"Go," he said.
Father McGowan again settled back of a bare table. A little boy sobbed in his arms. "Will you forgive me, little Saint Sebastian?" asked Father McGowan. The child's arms tightened around his neck. Father McGowan coughed.
"We're going to have some pink ice cream," he said after an interval. "Now here's my hanky. Gentlemen don't wipe their noses on their sleeves!"
"Will—will yuh bless the toad?" asked the child, after a damp smearing of Father McGowan's handkerchief. "He was a cripple. Ain't he cute, now?" he added in a tender, little voice. Then he brightened and said loudly, "But I'm glad he's dead, for they ain't no Father McGowan toads to be good to little toad-cripples!"
Father McGowan coughed, and tightened his arms about Sebastiano Santo of the slums.

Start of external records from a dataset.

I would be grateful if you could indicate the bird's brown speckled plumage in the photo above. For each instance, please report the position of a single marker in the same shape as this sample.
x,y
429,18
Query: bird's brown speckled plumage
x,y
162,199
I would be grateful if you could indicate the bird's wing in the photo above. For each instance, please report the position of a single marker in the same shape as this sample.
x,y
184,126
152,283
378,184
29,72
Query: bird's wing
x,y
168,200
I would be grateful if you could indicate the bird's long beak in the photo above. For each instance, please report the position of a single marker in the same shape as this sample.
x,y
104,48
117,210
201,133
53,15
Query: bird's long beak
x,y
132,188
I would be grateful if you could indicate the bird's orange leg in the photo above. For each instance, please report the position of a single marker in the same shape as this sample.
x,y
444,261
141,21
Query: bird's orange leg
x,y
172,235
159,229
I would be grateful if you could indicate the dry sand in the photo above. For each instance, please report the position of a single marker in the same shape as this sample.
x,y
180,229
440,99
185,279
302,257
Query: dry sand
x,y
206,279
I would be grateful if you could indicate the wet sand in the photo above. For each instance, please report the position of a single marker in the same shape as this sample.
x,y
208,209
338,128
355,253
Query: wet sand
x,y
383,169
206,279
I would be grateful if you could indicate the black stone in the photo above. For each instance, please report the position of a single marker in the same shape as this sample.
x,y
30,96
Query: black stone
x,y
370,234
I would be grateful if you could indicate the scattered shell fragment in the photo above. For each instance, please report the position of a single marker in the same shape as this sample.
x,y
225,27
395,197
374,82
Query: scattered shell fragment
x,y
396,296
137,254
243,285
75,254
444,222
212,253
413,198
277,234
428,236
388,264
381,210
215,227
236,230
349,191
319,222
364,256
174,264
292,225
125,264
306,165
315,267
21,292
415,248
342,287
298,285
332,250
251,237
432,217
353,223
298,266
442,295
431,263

"Oh, dearest Paw—I mean Papa!" said Cecilia. She clung to him. The lights of the New York station blurred through her tears. Then she veered away from him, and gathered Johnny close.
"Aw," he said, "cut it! There's one of the fellows over there." But "one of the fellows" faced the other direction, Johnny saw, and he allowed himself to hug Celie quickly. He was glad to see her, but he felt a vague resentment toward her because her coming made his throat so stuffy. He remembered the time when he used to sit on her lap and eat bread spread thickly with molasses. He didn't know quite why he was thinking of it in the Pennsylvania Station.... He remembered that he used to pull her curls and that she'd pretend to cry and then kiss him, and then they'd both laugh, and laugh. It was always a great joke. And then she'd look at the clock and fry potatoes and meat over a smelly stove, and say, "Now laugh! Paw's coming home. He needs all our laughs!"
"John dear!" said Cecilia. Johnny forgot the past, and swelled. Cecilia's use of his name made him feel a man.
"Mister, will yuh please attend to this here baggage?" he heard his father say.
"Don't call him 'Mister,'" he corrected Jeremiah in an undertone. Cecilia stepped from them to a group nearby.